Anyone who has been keeping up with the stock market news must have noticed the stock price of GameStop skyrocketing in the past few days. It is strange enough considering that GameStop is now an artifact of the past which is now, according to many, breathing its last breath. The fact that a bunch of Redditors are responsible for it all is even stranger. Let us go through the series of events that led to the current scenario and try to understand why and how it happened.
How It Started
It all started r/WallStreetBets when an influential user realized that a massive amount of GameStop stock was being shorted. As a matter of fact, it was the most shorted stock on the US markets. Now before continuing let’s explain what is Shorting a stock.
Shorting A Stock
When a person buys a stock he is basically betting for the stock of the company to go up in value. If the value goes up the person can sell the stock for a profit. But what do you do if you think a company’s stock is going to lose value i.e. GameStop. Well, what you can do is “short” the company. In order to short a company, a person borrows stocks at the current value of that stock. Now pay attention as the person is borrowing the stock meaning he has to return the stock he borrowed. Then the person sells that stock. As he expects that company’s stock to drop, he intends to buy the same amount of shares he borrowed when the price of the stock goes down. After buying the stocks back on the reduced value he then returns the stock and keeps the difference thus profiting.
I’ll give you a hypothetical example. Let’s say a person expects the stocks of DELL to drop in value. He borrows 50 shares of DELL at the price of 100$ per share (5000$ for 50 shares) from a broker and sells them in the market. Now he has 5000$ and he owes the broker 50 shares of DELL. As he expected the price of a stock goes down to 50$ per share. So, he can now buy back those 50 shares at the reduced price of 2500$. Now, buying back those 50 shares only cost him 2500$. This means he now has 50 stocks and a profit of 2500$. He gives back the 50 shares he owed to the broker and keeps the difference/profit of 2500$.

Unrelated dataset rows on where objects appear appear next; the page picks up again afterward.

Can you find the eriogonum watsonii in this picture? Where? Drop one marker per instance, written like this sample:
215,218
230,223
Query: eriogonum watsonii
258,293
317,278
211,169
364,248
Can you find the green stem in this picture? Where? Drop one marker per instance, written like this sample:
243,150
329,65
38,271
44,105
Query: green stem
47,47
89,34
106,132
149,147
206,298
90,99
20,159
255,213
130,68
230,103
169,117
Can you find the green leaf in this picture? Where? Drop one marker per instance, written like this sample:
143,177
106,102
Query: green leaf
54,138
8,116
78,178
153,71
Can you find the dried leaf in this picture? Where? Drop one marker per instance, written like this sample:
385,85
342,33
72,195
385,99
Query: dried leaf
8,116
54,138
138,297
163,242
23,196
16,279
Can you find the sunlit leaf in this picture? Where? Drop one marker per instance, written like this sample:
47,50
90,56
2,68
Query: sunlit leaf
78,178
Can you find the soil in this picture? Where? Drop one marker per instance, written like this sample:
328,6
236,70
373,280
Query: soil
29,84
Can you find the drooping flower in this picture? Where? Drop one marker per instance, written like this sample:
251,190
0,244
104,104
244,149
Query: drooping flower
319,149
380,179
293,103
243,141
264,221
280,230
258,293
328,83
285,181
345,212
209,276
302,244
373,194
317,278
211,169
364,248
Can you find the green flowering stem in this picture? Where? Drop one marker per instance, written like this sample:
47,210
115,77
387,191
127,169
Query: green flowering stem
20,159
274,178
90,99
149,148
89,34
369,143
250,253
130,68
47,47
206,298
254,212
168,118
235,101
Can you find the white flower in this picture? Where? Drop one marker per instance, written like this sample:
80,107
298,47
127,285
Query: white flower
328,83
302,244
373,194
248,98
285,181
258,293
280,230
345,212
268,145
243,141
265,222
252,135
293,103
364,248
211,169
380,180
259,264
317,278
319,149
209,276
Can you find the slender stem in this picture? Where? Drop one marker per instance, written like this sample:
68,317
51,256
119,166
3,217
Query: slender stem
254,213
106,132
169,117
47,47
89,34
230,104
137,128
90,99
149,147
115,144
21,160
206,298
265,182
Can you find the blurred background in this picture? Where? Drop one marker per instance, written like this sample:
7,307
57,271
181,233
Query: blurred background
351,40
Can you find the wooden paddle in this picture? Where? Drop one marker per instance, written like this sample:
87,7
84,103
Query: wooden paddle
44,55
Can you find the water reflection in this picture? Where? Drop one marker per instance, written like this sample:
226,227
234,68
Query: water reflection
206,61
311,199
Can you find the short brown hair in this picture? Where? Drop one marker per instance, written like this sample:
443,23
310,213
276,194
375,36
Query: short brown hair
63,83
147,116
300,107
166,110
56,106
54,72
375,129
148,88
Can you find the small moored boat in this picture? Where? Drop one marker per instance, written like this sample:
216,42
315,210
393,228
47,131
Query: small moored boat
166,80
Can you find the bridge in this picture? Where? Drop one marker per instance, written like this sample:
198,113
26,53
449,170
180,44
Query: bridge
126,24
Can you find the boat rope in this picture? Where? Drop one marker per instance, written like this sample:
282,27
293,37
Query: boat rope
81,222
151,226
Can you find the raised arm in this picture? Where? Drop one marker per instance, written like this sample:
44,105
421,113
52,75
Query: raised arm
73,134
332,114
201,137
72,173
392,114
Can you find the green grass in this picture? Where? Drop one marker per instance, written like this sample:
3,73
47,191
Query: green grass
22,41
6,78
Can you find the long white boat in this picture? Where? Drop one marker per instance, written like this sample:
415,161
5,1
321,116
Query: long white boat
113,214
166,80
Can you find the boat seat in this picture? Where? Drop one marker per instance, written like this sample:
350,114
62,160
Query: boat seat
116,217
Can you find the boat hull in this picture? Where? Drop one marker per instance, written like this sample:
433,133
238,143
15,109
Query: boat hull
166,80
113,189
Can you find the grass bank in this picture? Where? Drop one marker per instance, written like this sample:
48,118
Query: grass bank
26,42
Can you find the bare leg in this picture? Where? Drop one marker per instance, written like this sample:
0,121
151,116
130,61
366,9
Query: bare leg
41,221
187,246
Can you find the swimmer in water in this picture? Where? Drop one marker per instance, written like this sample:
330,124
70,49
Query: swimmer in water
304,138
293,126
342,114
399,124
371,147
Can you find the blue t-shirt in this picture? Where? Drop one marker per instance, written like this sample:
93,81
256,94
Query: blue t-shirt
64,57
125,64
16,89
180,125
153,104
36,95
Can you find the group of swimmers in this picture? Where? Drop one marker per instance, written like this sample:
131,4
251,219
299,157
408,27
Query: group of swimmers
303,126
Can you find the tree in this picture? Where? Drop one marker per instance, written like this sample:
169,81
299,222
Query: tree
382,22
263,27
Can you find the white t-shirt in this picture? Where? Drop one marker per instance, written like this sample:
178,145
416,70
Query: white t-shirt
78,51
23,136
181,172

Another thing to note is “short squeeze” which is when the person borrows and sells the shares to “short” but the price goes up instead of going down. So, he has to buy back the higher priced stocks to return them to the lender. This results in the person who is shorting having to use even more money to buy back the shares and thus losing money.
For example, a person borrows and sells 50 shares of DELL at 5000$ but the price instead of going down goes up to 200$ per share. Now, he has to buy back the 50 shares at 10,000$ to return the 50 shares he owed. In this case, he had to spend 5000$ out of his pocket to buy back the shares thus losing money
What Happened Next?
As mentioned before investors saw that GameStop is a dying business so they shorted it. Upon discovering this a large amount of Reddit users decided to buy stocks of GameStop to increase its value and thus trigger a “short squeeze”. The reason why Redditors did so, according to themselves, was for profit and to just make the rich lose money. And that’s what happened. GameStop’s stock value rose and those who were shorting the stocks suffered massive losses an example of which is Melvin Capital hedge fund.
What Is Going to Happen?
As Redditors have decided to hold the stock instead of selling the prices are soaring while those who tried to short squeeze GameStop are suffering losses. Redditors are also looking at other stocks such as AMC and Blackberry etc. to try and do the same. All of this is bound to blow up and when it does it is going to blow up big!